Une mission de l’Union Africaine séjourne à Abidjan dans le cadre de la présidentielle du 31 octobre 2020. Sa présence sur le territoire pour ladite présidentielle au moment où la Cour Africaine des Droits de l’Homme et des Peuples attend que l’État ivoirien exécute plusieurs de ses arrêtés sur ladite élection est plus qu’incohérente et renseigne sur les difficultés de la faitière des États à discipliner le continent.

L’Union Africaine n’est pas à une incohérence prête dans le dossier ivoirien. On le voit aisément dans les circonvolutions diplomatiques des missions qui se succèdent au chevet du pachyderme ivoirien en proie à des troubles préélectoraux.

Alors que l’opposition n’a pas encore trouvé de consensus sur la sincérité et la crédibilité de l’élection, l’Union Africaine dont la médiation n’a pourtant pas porté de fruits déploie des observateurs pour cette présidentielle. Et ce jusqu’au 6 novembre. La feuille de route de cette mission sera de :

« (i) fournir un rapport précis comprenant une évaluation impartiale de la présidentielle du 31 octobre 2020 en République de Côte d’Ivoire, y compris le niveau de conformité de celle-ci avec les normes nationales, régionales, continentales et internationales régissant les élections démocratiques; (ii) formuler des recommandations pour l’amélioration des processus électoraux futurs dans le pays sur la base des constatations et ainsi ; (iii) démontrer la solidarité et le soutien de l’Union africaine au processus électoral en République de Côte d’Ivoire en s’assurant que la conduite de l’élection présidentielle, contribue à la consolidation de la gouvernance démocratique, à la paix et à la stabilité dans le pays ».

Ces objectifs de la Mission auraient pu être crédibles et auraient évité un gaspillage en temps en et en ressources financières si l’Union Africaine était un peu conséquente avec elle-même. En effet, l’Union Africaine a-t-elle vraiment besoin de se déployer en Côte d’Ivoire pour juger de la conformité de cette présidentielle « avec les normes nationales, régionales, continentales et internationales  » ?

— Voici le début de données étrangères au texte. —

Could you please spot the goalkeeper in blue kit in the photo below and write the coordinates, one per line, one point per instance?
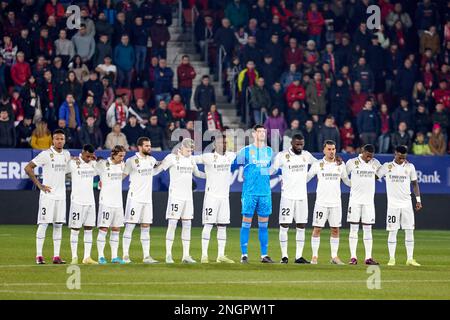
(256, 194)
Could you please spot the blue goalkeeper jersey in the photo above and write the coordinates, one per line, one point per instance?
(256, 162)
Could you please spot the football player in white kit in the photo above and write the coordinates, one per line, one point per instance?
(82, 202)
(361, 208)
(216, 204)
(180, 205)
(139, 207)
(399, 175)
(328, 206)
(52, 199)
(294, 196)
(110, 210)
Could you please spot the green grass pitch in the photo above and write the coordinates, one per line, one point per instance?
(20, 278)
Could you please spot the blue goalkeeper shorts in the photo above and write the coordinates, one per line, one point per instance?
(262, 205)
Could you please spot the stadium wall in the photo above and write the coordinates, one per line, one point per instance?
(20, 207)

Non, parce que tout simplement, l’État ivoirien s’est déjà mis dans une posture claire en refusant d’exécuter les décisions de la plus haute cour de justice créée sous l’égide de l’Union Africaine. Des décisions qui enjoignaient à l’État ivoirien de prendre des dispositions qui rendraient la présidentielle crédible et aux normes continentales et internationales.

Sur la recomposition des CEI locales par exemple, la CADHP avait dit le 15 juillet 2020 ceci : «  la Cour a constaté que l’État défendeur n’a pas pleinement respecté les articles 17 de la Charte africaine sur la démocratie, les élections et la gouvernance (la CADEG) et 3 du Protocole de la CEDEAO sur la démocratie et, par conséquent, a violé ces dispositions.« 

Mieux, la Cour avait ordonné à l’État ivoirien de « prendre les mesures nécessaires pour garantir que de nouvelles élections du Bureau fondées sur la nouvelle composition de l’organe électoral soient organisées aux niveaux locaux« . A 5 jours de la présidentielle, ce pan de l’arrêt du 15 juillet 2020 n’a pas été exécuté. Quelle sera la crédibilité donc d’une élection présidentielle dans laquelle le pouvoir contrôle presqu’à 100% les CEI locales ?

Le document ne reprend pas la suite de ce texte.